Gartner has released its Hype Cycle for Security Operations 2020 report. It is a thought-provoking read, spanning a diverse range of technologies. What I want to focus on here is the report’s approach to deception, where it stands in the hype cycle and how the level of maturity in your security operations may not be relevant to the central question: am I ready for deception?

Let us begin by taking a look at where deception is in the hype cycle.

Security Leaders

It will prove to be an impossible task for any leadership team to be confident that their current security control set allows them to be prepared for every eventuality. More importantly, leadership teams need to try and deliver cyber resilience and keep systems operational. Therefore, being able to detect threats on its own may not be enough. Detection and prevention need to be fused together in order to deliver operational resilience. The key here is not to spend the security budget entirely on detection but to think about being able to detect attack vectors well before they get anywhere near your networks. This is referenced in the Gartner report as “intelligent business-driven decisions”. The challenge for security leaders is how to get to the point whereby they are empowered to make those types of decisions. To empower yourself to make the right decision you need the correct data points.

Data Points

For data points to empower your decision making, they need to possess a number of key characteristics. The data points must be contextualised, relevant, timely and have a very low operational overhead to generate and process. So, what kind of security tool is able to produce these types of data sets? Deception technology can do so in an automated manner, delivering the right data at the right time, thus empowering decision making that is business-centric and intelligent. Most importantly, you do not have to wait to detect the attackers once they are inside your network and impacting your operational processes. Having the ability to deploy deception campaigns beyond your network perimeter (including cloud or a hybrid infrastructure) empowers you to get ahead of your adversaries. Understanding what tactics, techniques and procedures are being used against your organisation (TTPs) will enable a preventative posture to be adopted by leadership teams. Collect the correct data sets on attackers that enable you to detect them whilst they are trying to breach your network and not after the event. Data that empowers intelligent business-driven decisions.

Maturity

Reading all of this you may be wondering that it all sounds like the kind of activity that the very large global organisations would be undertaking because they have the resources that allow them to think about and execute intelligent business-driven security operations. Think again! In the Hype Cycle Report it is made clear that organisations of all security maturity should be examining the value that deception can bring them — allowing them to fuse prevention and detection into a fully strategic security operations model. Let us take a look at each maturity level and define the key strategic benefits of deception technology.

Low-Maturity Organisations

Low maturity organisations in the report are those that are defined as not being capable of managing solutions such as SIEMS due to a lack of resources. These type of organisations would benefit enormously from deception technology. The CounterCraft Cyber Deception Platform not only scales seamlessly but the scarcity of false positives and high fidelity of alerts powerfully remediates the pain points commonly suffered by such organisations. But it does much more than remediate paint points; it enables powerful new functionalities such as the ability to generate threat intelligence that is specific to such organisations and fully correlated and contextualised. Pivot away from simple detection and into prevention and actionable intelligence.

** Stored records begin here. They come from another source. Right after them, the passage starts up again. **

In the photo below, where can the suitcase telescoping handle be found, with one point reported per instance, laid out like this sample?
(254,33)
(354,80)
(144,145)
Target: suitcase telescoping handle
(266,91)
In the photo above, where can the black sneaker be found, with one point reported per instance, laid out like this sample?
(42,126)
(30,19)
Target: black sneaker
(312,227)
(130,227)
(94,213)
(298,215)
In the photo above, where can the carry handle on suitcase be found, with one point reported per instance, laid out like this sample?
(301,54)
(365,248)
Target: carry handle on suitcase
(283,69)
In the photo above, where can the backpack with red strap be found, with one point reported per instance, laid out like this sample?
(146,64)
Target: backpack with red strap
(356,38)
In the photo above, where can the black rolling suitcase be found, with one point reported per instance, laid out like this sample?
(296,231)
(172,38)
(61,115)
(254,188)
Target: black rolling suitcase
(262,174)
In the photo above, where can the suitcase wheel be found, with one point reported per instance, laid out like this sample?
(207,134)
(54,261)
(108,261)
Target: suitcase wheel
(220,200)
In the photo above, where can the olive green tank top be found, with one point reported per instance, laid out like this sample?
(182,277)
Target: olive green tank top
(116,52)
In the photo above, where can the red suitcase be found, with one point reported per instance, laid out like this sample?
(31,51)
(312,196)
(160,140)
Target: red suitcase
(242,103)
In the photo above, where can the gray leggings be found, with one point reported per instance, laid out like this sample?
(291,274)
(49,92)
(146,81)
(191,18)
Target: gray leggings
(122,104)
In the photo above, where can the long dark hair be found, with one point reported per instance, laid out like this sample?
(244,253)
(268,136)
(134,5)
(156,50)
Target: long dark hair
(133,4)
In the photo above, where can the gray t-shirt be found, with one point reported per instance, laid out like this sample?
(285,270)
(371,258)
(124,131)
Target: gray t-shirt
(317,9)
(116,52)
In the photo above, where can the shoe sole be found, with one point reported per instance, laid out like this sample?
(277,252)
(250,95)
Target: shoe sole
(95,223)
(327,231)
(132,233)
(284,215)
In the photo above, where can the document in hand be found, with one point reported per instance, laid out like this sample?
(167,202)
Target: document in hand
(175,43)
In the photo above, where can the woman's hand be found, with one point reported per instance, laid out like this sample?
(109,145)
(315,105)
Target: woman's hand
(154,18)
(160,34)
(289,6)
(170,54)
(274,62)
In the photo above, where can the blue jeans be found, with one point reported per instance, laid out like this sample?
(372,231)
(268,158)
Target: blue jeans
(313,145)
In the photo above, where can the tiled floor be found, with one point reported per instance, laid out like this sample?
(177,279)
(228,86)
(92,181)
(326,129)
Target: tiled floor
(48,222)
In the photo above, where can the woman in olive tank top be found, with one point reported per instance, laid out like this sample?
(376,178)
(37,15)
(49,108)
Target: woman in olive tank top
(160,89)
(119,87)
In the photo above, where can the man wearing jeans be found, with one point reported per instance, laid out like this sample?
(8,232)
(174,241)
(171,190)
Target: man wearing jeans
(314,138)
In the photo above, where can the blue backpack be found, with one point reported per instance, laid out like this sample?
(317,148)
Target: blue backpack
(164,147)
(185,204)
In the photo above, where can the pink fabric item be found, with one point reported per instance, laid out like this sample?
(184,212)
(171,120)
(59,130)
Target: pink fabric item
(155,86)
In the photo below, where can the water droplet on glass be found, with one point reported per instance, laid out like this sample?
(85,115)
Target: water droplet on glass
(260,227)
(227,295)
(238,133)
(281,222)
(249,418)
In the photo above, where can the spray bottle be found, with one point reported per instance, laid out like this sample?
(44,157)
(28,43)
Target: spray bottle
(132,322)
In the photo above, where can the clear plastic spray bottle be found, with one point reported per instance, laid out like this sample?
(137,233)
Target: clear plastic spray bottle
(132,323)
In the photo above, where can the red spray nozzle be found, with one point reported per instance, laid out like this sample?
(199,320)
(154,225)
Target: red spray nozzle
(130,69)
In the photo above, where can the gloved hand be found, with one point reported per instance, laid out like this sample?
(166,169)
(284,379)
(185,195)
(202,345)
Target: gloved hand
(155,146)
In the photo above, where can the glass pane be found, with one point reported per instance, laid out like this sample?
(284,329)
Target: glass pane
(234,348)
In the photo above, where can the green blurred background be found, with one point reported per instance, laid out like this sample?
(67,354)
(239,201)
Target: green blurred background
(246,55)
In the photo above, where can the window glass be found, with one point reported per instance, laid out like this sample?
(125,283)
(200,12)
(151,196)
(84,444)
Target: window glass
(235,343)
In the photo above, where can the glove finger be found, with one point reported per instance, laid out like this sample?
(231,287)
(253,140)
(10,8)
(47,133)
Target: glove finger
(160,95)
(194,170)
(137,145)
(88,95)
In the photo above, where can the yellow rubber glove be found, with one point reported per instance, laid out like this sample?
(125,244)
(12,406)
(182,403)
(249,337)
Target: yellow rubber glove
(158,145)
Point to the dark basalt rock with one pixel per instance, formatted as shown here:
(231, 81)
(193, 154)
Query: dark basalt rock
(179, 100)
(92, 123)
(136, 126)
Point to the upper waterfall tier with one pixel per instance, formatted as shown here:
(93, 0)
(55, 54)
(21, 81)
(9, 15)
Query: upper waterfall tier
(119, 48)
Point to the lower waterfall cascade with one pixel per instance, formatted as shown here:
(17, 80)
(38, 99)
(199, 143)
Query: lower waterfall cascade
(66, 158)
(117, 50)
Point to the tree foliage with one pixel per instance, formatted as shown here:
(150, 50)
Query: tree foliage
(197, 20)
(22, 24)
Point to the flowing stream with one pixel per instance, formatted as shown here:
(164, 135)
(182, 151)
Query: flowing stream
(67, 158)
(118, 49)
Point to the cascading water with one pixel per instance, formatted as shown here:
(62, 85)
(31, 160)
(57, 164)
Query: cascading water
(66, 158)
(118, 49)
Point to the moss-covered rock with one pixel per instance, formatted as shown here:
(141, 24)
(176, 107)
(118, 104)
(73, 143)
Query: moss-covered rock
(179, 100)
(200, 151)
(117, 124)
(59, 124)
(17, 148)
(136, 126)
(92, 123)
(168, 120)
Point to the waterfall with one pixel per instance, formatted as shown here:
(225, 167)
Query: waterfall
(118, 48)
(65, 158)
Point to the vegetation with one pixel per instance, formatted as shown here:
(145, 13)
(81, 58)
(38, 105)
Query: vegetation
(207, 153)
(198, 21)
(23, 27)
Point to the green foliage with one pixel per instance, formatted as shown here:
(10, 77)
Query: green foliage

Medium-Maturity Organisations

These are defined as organisations that may already have SIEM and EDR-type technologies. We know that the cost in terms of time and resources can make leveraging such technology to deliver preventive security very difficult. EDR is also up against a number of different techniques that can circumvent it, such as process hollowing. So, in order to mitigate these pain points, deception technologies can provide a different means of detecting the attackers. How? By forcing the attackers to be right all of the time instead of those that are defending the network. Would you not rather turn the probability of detecting an attacker in your favour by forcing them into impossible choices? The CounterCraft solution will allow you to pivot away from detection into prevention by allowing you to deploy campaigns that enable you to map and correlate attackers well before they get anywhere near your network. Fusing together detection and prevention into a single platform allows you to develop a defence in-depth strategy that is coherent and forward thinking.

High-Maturity Organizations

High-maturity organisations, according to the report, may want to use deception technology in a number of different situations, such as in operational environments (SCADA, OT), where traditional security tool sets are not a viable option. In addition to this, the report states that deception technology has the ability to generate local threat intelligence. I would like to expand on this and suggest that mature security organisations use deception technology to actively collect data points on different types of threat vectors and actors that are looking to target them. Rather than wait for attackers to get inside your network, map adversary behaviour to draw out not only TTPs but also the strategic objectives of the threat actors. Understanding both data sets allows an organisation to understand if currently deployed security controls would be effective against attackers with these particular strategic objectives in mind. With the CounterCraft Cyber Deception Platform, multiple campaigns can be created and automated, allowing an organisation to create intelligence-led deception campaigns that allow an organisation to gather the intelligence they need to empower themselves and to make “intelligent business-driven decisions”.

The question is not if you are mature enough for deception, but: if you want to make “intelligent business-driven decisions”. If the answer is yes, then leverage the power of cyber deception to empower your organisation. Intelligence-led decisions will not only create a more cohesive security strategy, but it will drive down risk and the costs associated with those risks if they were ever to materialize.